Gerard Bieszczad

Personal information
- Full name: Gerard Bieszczad
- Date of birth: 5 February 1993 (age 33)
- Place of birth: Dębica, Poland
- Height: 1.94 m (6 ft 4 in)
- Position: Goalkeeper

Youth career
- Igloopol Dębica
- Lech Poznań

Senior career*
- Years: Team / Apps / (Gls)
- 2010–2013: Lech Poznań / 0 / (0)
- 2011: → Tur Turek (loan) / 13 / (0)
- 2012: → Sandecja Nowy Sącz (loan) / 6 / (0)
- 2012: → Warta Międzychód (loan)
- 2013–2015: Wisła Kraków / 1 / (0)
- 2013–2015: Wisła Kraków II / 33 / (0)
- 2015–2017: Bytovia Bytów / 53 / (0)
- 2017–2019: Zemplín Michalovce / 19 / (0)
- 2019: → Slavoj Trebišov (loan) / 10 / (0)
- 2019–2025: Stal Rzeszów / 19 / (0)
- 2025: Pogoń-Sokół Lubaczów / 8 / (0)

International career
- 2008: Poland U16 / 3 / (0)

= Gerard Bieszczad =

Polish footballer

Gerard Bieszczad (born 5 February 1993) is a Polish former professional footballer who played as a goalkeeper.
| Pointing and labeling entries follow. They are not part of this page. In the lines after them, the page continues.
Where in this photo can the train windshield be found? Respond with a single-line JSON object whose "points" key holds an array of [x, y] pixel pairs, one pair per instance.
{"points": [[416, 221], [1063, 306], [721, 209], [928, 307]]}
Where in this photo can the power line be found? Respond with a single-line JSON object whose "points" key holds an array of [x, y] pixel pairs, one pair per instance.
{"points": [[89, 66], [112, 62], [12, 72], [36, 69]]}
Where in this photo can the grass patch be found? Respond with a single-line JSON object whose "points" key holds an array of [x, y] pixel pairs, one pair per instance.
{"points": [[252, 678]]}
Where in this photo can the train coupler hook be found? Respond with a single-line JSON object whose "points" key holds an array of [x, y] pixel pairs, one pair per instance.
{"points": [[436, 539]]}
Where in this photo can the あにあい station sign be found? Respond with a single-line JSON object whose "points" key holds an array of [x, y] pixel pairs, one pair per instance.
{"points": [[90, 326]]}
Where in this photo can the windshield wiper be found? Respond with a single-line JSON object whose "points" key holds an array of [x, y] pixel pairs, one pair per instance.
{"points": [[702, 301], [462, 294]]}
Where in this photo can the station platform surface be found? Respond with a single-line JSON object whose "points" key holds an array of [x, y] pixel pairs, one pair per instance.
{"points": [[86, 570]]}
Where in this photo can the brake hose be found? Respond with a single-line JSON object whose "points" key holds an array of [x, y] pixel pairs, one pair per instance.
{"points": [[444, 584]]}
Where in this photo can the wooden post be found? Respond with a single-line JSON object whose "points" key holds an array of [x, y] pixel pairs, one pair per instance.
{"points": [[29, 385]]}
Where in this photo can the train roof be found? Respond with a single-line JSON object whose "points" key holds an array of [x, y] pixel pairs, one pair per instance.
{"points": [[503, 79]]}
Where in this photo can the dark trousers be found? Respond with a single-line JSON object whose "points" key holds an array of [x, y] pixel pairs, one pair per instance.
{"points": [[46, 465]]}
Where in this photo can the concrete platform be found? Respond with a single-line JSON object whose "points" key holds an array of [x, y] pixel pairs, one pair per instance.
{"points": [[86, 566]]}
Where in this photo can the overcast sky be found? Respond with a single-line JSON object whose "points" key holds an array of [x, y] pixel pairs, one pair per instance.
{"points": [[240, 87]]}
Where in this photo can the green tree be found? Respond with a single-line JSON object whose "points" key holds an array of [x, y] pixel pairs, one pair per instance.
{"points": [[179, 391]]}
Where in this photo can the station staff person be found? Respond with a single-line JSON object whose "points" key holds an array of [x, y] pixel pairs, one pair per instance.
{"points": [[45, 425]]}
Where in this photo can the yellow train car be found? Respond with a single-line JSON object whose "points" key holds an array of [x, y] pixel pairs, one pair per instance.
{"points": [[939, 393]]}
He was most recently the goalkeeping coach of III liga club Pogoń-Sokół Lubaczów.

==Club career==
Bieszczad began his career at hometown club Igloopol Dębica before moving to Lech Poznań. Subsequently, he was loaned out to Tur Turek, Sandecja Nowy Sącz and Warta Międzychód. Besides Poland, he has played in Slovakia.